Yesterday the cosmos were not aligned in my husbands favor.
First off, he wouldn’t get up and he woke up late for work. Poor Hubby. Then, when he was in the the kitchen trying to make himself a drink, he dumped half a bag of ice in the kitchen floor. Poor hubby.
As if that’s not enough for just the morning he picked the one cup that I guess the dishwasher cracked and put an entire can of coke in it. Of course, he was in the truck driving down the highway when this happened. Within seconds his whole crotch was drenched. So, now he has to show up to work looking like he’s peed on himself. ( Okay that part is kind of funny)
Shortly after he gets to work I get a call. It went as follows:
Daniel: My crotch is sticky.
Me: Sorry. *giggles*
Daniel: Are you laughing? This is the worst day ever.
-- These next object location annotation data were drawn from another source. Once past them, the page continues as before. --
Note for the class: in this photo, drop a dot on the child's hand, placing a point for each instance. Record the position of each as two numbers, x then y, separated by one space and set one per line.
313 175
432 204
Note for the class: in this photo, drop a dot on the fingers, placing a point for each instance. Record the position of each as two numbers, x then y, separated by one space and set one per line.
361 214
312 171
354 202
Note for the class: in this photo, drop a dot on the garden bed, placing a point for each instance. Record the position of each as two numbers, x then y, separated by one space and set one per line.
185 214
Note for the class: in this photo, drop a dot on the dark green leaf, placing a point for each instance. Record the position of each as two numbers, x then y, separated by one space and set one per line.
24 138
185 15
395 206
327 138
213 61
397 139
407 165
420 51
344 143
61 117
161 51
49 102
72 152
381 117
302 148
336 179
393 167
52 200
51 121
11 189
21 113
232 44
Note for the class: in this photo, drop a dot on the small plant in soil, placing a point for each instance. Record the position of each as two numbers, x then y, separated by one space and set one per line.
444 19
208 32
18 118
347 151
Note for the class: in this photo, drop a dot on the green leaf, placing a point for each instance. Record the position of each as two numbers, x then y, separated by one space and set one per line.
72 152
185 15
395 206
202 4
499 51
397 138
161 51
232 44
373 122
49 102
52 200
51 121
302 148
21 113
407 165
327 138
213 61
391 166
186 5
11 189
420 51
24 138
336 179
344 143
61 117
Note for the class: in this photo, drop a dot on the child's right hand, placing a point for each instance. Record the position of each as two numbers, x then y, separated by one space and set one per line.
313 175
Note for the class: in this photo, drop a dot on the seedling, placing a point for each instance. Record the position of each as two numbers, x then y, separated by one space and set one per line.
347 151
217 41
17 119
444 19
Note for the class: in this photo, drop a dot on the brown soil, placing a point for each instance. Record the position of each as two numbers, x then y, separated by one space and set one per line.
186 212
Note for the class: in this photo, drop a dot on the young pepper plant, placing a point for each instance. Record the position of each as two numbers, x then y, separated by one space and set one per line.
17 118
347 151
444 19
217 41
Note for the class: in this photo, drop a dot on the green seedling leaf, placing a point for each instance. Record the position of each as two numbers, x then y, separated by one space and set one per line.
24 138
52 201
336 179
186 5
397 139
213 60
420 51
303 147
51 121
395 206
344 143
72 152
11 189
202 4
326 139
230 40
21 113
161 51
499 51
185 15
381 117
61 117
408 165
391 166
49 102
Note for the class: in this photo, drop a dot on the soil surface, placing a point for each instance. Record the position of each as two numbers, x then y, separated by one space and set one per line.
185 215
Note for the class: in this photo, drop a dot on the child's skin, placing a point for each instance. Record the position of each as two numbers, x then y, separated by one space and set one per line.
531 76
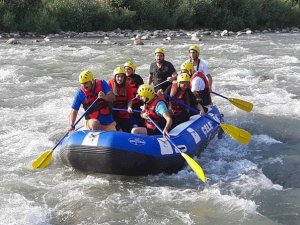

Me: * tries to hide giggle with cough* Uh no…I’m not laughing.
Daniel: I look like I peed myself.
Me: * guffaws*
Daniel: Oh..you think that’s funny huh? Well, I got to see your boob this morning so there.
Me: * gasp* you molested me in my sleep! The audacity!
Daniel: Psht it was all hanging out. I didn’t touch you….by the way…was your pillow wet when you woke up?
Daniel: Because you were drooling worse than a teething baby.
Me: I’m glad you dumped coke on your crotch.
Daniel: It’s okay because I still got to see your boob.
Guess that’s the remedy-all for a man. One boob and their whole day is fixed. I guess he could have worse issues.